By Dan Green (NMLS #227607) for themortgagereports.com
Mortgage rates are worsening after the Federal Reserve’s December 2012 FOMC meeting.
For the third straight meeting, the nation’s central banker described the U.S. economy as improving; expanding “at a moderate pace”. The group also re-affirmed its plan to buy mortgage-backed bonds as a means to suppress mortgage rates and stimulate additional, longer-term economic growth.
Near-Unanimous Vote: No Change In Rates
Wednesday, for the Federal Open Market Committee (FOMC) voted to leave its Fed Funds Rate unchanged within its current range near 0.000%.
The 9-1 vote marks the tenth straight FOMC meeting to conclude with a near-unanimous vote.
Richmond Federal Reserve President Jeffrey Lacker was the lone dissenter and Federal Reserve members have now voted to keep the Fed Funds Rate near 0.000% through 32 consecutive FOMC meetings — a streak dating to December 2008.
A rock-bottom Fed Funds Rate is meant to stimulate the U.S. economy. When the Fed Funds Rate is low, borrowing costs are reduced for businesses and consumers.
In its post-meeting press release Wednesday, the Federal Reserve noted that household spending is rising; that the housing sector has shown additional signs of improvement; and that employment, although improved over prior quarters, but remains dogged by an “elevated” unemployment rate.

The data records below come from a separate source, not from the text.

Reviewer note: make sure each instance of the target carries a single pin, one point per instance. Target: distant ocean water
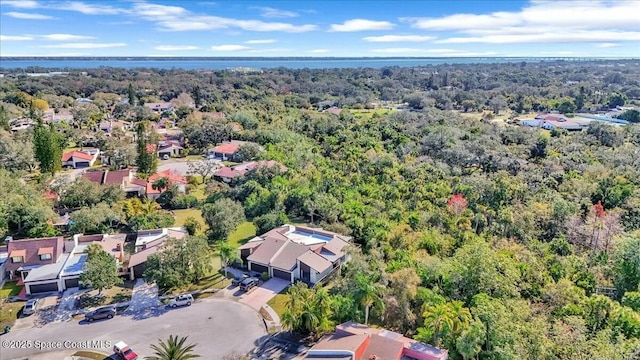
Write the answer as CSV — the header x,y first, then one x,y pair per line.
x,y
261,63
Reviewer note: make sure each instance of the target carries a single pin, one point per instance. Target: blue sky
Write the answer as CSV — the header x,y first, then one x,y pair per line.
x,y
319,28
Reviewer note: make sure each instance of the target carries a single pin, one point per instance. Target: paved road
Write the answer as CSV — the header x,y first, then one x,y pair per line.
x,y
219,327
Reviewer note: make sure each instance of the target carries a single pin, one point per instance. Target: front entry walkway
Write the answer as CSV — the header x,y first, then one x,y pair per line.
x,y
260,295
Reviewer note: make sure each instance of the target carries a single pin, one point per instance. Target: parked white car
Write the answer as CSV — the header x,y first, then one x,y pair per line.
x,y
181,300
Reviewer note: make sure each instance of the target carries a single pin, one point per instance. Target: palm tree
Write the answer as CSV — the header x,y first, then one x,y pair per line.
x,y
173,348
227,252
369,294
439,319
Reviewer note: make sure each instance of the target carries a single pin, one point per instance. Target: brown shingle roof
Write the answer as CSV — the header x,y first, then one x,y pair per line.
x,y
383,349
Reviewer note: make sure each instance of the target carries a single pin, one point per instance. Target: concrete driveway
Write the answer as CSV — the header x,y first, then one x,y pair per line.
x,y
144,296
260,295
218,327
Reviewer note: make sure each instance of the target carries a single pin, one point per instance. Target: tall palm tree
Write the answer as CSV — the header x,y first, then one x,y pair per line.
x,y
369,294
173,348
440,320
226,252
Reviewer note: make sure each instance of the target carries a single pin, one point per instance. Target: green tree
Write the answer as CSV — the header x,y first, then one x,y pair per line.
x,y
131,93
469,344
173,348
181,261
369,294
222,216
46,142
146,160
100,270
626,266
308,310
227,255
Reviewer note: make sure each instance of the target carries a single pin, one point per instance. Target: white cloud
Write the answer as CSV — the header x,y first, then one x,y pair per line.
x,y
15,38
22,4
542,21
175,18
66,37
361,25
84,45
176,47
432,52
270,12
548,37
265,41
230,48
398,38
88,9
607,45
29,16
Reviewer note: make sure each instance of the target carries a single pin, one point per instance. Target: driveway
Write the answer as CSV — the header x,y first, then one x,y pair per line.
x,y
144,296
218,327
260,295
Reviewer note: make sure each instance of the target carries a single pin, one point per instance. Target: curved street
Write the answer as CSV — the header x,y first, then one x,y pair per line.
x,y
218,327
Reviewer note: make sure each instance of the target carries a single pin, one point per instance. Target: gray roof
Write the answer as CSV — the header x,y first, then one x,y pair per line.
x,y
47,272
315,261
285,258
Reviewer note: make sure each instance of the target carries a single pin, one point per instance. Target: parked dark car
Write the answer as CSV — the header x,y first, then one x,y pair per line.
x,y
248,283
238,279
106,312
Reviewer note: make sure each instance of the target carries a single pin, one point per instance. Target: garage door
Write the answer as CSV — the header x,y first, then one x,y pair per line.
x,y
259,268
43,288
71,283
282,274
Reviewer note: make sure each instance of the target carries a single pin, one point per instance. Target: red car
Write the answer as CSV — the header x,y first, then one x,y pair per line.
x,y
124,351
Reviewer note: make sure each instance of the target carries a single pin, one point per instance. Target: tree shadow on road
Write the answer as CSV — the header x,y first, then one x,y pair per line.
x,y
146,313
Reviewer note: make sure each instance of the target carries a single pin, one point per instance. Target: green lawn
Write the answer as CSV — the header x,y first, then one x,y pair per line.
x,y
279,302
9,313
10,288
243,233
183,214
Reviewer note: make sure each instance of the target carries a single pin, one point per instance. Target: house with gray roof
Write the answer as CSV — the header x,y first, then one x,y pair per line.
x,y
296,253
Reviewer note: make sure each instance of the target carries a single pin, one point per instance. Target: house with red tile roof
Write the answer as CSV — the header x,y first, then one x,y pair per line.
x,y
122,178
296,253
353,341
80,159
174,179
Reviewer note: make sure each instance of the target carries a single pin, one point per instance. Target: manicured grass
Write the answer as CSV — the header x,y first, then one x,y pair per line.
x,y
10,288
113,295
9,313
279,302
243,233
183,214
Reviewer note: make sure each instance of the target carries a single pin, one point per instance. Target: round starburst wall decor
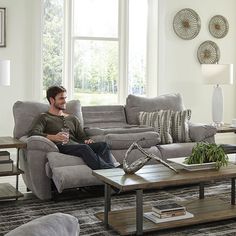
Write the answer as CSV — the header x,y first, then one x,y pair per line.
x,y
208,53
218,26
187,24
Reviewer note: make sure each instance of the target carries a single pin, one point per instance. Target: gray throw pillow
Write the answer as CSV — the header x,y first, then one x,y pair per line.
x,y
161,121
180,126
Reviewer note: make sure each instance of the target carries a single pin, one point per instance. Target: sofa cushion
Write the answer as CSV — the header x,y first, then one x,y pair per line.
x,y
200,132
180,126
25,112
123,141
57,224
104,116
176,150
66,177
136,104
161,121
118,130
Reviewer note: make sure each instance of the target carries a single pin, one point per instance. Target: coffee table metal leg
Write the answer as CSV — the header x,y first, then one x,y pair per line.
x,y
17,176
201,191
107,204
139,212
233,191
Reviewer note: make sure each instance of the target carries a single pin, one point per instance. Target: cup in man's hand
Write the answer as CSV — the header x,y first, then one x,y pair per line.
x,y
65,132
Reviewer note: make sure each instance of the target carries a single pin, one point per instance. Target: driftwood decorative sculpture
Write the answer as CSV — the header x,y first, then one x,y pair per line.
x,y
138,164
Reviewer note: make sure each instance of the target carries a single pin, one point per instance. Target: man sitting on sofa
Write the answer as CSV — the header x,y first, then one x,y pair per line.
x,y
51,125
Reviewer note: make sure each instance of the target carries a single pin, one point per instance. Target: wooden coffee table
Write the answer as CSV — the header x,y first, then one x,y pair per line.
x,y
130,221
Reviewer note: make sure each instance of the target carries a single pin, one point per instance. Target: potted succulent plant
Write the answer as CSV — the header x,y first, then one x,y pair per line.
x,y
207,152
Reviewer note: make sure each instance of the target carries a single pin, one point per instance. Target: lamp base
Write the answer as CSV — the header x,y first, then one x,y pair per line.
x,y
217,124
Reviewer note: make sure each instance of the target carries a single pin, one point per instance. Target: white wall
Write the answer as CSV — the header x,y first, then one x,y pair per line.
x,y
180,70
20,49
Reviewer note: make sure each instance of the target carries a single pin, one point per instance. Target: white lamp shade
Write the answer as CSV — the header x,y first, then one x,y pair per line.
x,y
217,73
5,72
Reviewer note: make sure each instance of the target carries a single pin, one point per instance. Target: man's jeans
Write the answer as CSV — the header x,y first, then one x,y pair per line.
x,y
95,155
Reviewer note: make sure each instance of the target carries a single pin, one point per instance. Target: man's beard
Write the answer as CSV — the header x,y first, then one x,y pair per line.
x,y
59,108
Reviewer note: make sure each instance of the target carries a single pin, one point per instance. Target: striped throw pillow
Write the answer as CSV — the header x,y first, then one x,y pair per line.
x,y
161,121
180,127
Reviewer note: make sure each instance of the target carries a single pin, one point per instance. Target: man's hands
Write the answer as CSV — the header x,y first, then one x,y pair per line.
x,y
88,141
62,137
59,137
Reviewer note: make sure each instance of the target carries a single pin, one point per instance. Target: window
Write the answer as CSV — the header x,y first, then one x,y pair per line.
x,y
137,47
96,51
52,42
105,48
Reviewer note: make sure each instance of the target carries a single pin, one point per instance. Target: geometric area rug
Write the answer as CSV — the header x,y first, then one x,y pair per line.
x,y
16,213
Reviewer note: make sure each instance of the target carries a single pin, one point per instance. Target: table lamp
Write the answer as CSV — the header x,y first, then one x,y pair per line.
x,y
5,72
217,74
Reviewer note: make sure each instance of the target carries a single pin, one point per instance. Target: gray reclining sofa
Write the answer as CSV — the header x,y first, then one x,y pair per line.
x,y
117,125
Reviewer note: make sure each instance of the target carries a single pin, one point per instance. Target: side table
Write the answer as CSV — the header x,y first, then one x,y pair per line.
x,y
7,191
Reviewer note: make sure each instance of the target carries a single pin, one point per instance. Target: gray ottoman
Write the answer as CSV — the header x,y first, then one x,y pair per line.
x,y
57,224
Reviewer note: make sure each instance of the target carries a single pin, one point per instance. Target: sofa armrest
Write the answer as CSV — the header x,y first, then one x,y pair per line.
x,y
34,161
40,143
200,132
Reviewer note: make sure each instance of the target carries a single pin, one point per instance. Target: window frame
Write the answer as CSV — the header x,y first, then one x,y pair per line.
x,y
152,74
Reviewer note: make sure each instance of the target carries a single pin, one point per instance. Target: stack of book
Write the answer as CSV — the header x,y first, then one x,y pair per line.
x,y
167,212
6,164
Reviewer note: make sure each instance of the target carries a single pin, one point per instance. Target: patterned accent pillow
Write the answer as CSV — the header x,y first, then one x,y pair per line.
x,y
161,121
180,127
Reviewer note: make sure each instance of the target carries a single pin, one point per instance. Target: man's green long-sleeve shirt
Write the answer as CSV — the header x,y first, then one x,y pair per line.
x,y
48,123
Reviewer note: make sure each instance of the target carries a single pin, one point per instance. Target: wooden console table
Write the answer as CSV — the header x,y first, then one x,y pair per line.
x,y
131,221
7,191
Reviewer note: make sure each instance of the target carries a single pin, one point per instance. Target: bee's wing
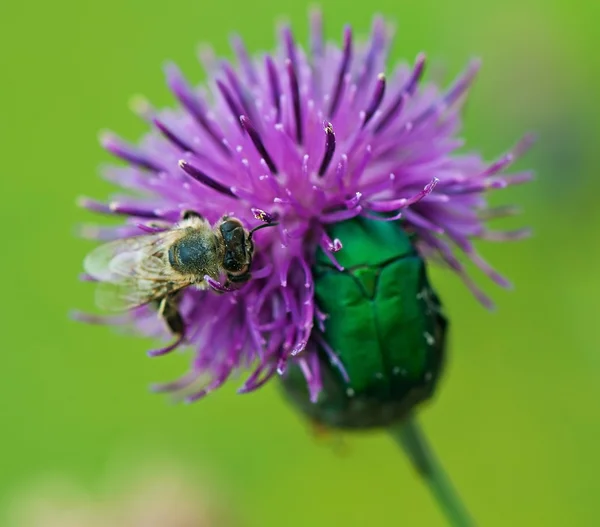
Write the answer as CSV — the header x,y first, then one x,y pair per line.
x,y
134,271
128,257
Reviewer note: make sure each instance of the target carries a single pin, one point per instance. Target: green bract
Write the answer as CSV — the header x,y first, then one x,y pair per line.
x,y
384,323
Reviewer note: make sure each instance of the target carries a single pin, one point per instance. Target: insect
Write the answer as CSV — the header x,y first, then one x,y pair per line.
x,y
156,267
385,330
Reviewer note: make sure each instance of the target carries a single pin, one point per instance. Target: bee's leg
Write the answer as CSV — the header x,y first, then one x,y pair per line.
x,y
168,311
233,280
187,214
216,286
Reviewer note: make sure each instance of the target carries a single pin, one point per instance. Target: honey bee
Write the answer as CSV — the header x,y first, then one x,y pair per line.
x,y
156,267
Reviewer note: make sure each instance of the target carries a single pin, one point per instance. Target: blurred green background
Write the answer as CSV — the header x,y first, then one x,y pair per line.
x,y
516,421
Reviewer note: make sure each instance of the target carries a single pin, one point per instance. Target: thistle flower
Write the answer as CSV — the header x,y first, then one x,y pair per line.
x,y
311,138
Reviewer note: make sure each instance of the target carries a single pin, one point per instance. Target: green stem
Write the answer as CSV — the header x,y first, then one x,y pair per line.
x,y
411,438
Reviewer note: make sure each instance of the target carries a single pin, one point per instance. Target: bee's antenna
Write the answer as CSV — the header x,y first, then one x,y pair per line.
x,y
252,231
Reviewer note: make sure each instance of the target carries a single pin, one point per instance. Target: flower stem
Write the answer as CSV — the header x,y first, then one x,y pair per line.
x,y
411,438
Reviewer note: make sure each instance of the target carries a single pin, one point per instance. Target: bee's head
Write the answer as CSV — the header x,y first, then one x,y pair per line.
x,y
239,248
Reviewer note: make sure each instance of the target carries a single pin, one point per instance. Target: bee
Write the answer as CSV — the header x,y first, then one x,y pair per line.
x,y
156,267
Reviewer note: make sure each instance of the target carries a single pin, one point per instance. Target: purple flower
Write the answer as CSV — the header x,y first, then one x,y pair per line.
x,y
311,138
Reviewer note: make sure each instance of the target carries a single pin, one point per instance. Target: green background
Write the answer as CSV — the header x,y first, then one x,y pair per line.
x,y
516,420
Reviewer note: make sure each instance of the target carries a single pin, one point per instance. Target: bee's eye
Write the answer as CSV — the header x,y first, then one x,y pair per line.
x,y
229,226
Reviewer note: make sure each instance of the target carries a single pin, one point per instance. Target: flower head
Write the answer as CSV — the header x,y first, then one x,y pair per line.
x,y
306,138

Employment — along with inflation — are key issues for the Federal Reserve. The group has a dual mandate of price stability and maximum employment. Inflation is expected to remain low in the medium-term, which is good for the housing market and refinancing homeowners.
Inflation leads to higher mortgage rates.
Mortgage Rates Worsening Post-FOMC
The Federal Reserve used its post-meeting press release to signal when it may start changing its monetary policies.
For example, for the first time, the Federal Reserve offered a specific jobless rate at which it will begin to consider raising the Fed Funds Rate from its current target range near zero percent. Previously, the Fed has said it will monitor jobs growth as part of its decision-making process. Today, it set a target.
The Fed’s Unemployment Rate target to begin raising the Fed Funds Rate is 6.5%.
Coincidentally, the last time the national Unemployment Rate was 6.5% was September 2008 — the month during which Fannie Mae and Freddie Mac were taken into conservatorship; Merrill Lynch was sold to Bank of America; and Lehman Brother collapsed.
The current national Unemployment Rate is 7.7%.
Mortgage Rate Program Will Continue Into 2013
Also in its statement, the Federal Reserve also re-affirmed its plans for its third round of quantitative easing (QE3).
When QE3 first launched in September 2012, the Federal Reserve billed it as a means to pressure long-term rate lower, and to stimulate housing and the economy. The Federal Reserve buys $40 billion of mortgage-backed bonds monthly via QE3, which moves bond prices higher and bond yields down.
The QE3 program will continue indefinitely, said the Fed.
Since QE3, mortgage rates have predictably dropped to new, all-time lows. Conforming mortgage rates are now south of 3.500 percent, on average, and homeowners refinancing via the FHA Streamline Refinance and the VA Streamline Refinance (IRRRL) programs are finding rates even lower than that.
Ultra-low rates are among the reasons why refinance volume is soaring this quarter. The program will continue into 2013, at least, the Fed said.
Keep in mind, however, that Fed-led stimulus is meant to expand the U.S. economy ahead and improving, post-recession economies are linked to rising mortgage rates. As QE3 works it way through the system, mortgage rates are expected to rise.
Today’s mortgage rates, though, although higher by 0.125 percentage points, remain terrific.